Fig. 4. Progressive differentiation of vaccine-specific CD8⁺ T cells after booster vaccination.

C57BL/6 mice were vaccinated subcutaneously on day 0 (1^st vaccination), day 14 (2^nd vaccination), and day 28 (3^rd vaccination) with the Spike_539-546-SLP vaccine adjuvanted with CpG. a Following tSNE analysis downsampling, FlowSOM consensus metaclustering with 8 clusters as well as Wanderlust trajectory analysis was performed on 200 live CD3⁺CD8⁺CD4⁻CD19⁻ Spike_539-546 tetramer⁺ cells harvested from the spleen at day 69 after SLP vaccination. Overlay of the 8 FlowSOM clusters (left), vaccination status (middle) and Wanderlust trajectory (right) (color indication: blue, beginning/early; red, end/late) on the tSNE-map. b Expression intensity of cell surface markers (color indication: blue, low expression; yellow, high expression). c Significant clusters were selected and are shown in bar graphs. Data represented as mean ± SEM (n = 5 per group). Symbols represent individual mice. *P = 0.011–0.015, **P = 0.0043, ***P = 0.001–0.009, ****P = <0.0001. d Stacked bar graph of all 8 FlowSOM clusters per vaccination group, colors match (a). e Hierarchically clustered heatmap of phenotypes of the clusters shown in (a)—the indicated marker expression is shown per cluster as z-Score of median signal intensity per channel; blue, low expression; red, high expression. f Each of the markers used for embedding in figure (a–c) are displayed according to Wanderlust trajectory progression. g Selected markers are displayed according to Wanderlust trajectory progression. One-way ANOVA with Tukey’s multiple comparison test for (c). Source data are provided as a Source Data file.

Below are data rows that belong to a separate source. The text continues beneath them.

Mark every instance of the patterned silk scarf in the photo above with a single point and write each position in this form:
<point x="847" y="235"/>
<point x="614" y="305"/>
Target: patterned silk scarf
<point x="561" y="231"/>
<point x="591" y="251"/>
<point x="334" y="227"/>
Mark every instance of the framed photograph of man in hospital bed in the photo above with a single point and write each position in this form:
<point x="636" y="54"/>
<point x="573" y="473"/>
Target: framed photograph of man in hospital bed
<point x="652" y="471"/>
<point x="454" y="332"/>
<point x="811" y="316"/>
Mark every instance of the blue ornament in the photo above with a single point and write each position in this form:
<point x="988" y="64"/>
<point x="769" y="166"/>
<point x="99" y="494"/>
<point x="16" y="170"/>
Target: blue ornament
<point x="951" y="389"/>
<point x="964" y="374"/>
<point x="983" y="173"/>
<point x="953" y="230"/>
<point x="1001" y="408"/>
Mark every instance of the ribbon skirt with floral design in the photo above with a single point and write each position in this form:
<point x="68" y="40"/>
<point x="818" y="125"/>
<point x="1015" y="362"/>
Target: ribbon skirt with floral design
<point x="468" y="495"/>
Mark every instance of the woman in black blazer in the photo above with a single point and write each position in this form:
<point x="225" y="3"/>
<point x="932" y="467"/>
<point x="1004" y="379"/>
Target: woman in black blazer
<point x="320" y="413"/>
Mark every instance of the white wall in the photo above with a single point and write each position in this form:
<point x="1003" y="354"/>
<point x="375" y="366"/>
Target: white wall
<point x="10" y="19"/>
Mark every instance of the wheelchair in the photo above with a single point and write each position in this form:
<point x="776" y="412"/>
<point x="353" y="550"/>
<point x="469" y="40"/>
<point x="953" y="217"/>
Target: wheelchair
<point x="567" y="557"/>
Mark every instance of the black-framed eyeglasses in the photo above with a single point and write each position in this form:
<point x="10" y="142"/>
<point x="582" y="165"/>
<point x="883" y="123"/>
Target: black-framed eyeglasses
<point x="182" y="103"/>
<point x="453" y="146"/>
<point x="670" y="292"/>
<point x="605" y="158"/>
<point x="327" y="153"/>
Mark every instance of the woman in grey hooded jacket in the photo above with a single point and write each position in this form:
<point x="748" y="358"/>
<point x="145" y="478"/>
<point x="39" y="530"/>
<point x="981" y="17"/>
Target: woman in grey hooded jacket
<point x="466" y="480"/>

Fig. 5. A third vaccination triggers the remigration of T_RM cells into the circulation.

a C57BL/6 mice were vaccinated with the T cell OVA_257-264-SLP vaccine adjuvanted with CpG in a prime-boost-boost regimen with 2 week intervals. Shown are the OVA_257-264-specific CD8⁺ T cell kinetics in blood at indicated days after vaccination. Data is represented as mean ± SEM (n = 8 per group). b Frequencies of KLRG1⁺CD62L⁻ OVA_257-264-specific CD8⁺ T cells in blood in time. Data represented as mean ± SEM (n = 8 per group). Symbols represent individual mice. ****P = < 0.0001. c–g 1 × 10⁴ OT-I Hobit LT CD8⁺ T cells were adoptively transferred into C57BL/6 mice. The day after, mice received the first OVA_257-264-SLP vaccination, followed by 2 boosters. After 50 days spleen and liver were analyzed by flow cytometry. c Flow cytometry plots showing the CD62L, CD69, and CD38 expression of liver OT-I YFP⁺ tdTomato⁺ CD8⁺ T cells. d Percentage of OT-I YFP and/or tdTomato positive CD8⁺ T cells in liver and spleen. Data is represented as mean + SEM (n = 5 per group). *P = 0.0144–0.0267, **P = 0.0025-0.0089, ***P = 0.0007. e Percentage of OT-I YFP⁺tdTomato⁻ (ex-T_RM) of total CD8⁺ T cells in liver and spleen. Data represented as mean ± SEM (n = 5 per group). Symbols represent individual mice. *P = 0.0267, **P = 0.0040–0.0089, ***P = 0.00070082. f Percentage of OT-I Hobit YFP⁺tdTomato⁻ (ex-T_RM) cells of total CD8⁺ T cells in blood. Data represented as mean ± SEM (n = 5 per group). Symbols represent individual mice. *P = 0.0327, **P = 0.0076–0.0082. g Phenotype of OT-I YFP⁺tdTomato⁻ (ex-T_RM) CD8⁺ T cells in the spleen. One-way ANOVA with Tukey’s multiple comparison test for (a, d–f). Source data are provided as a Source Data file.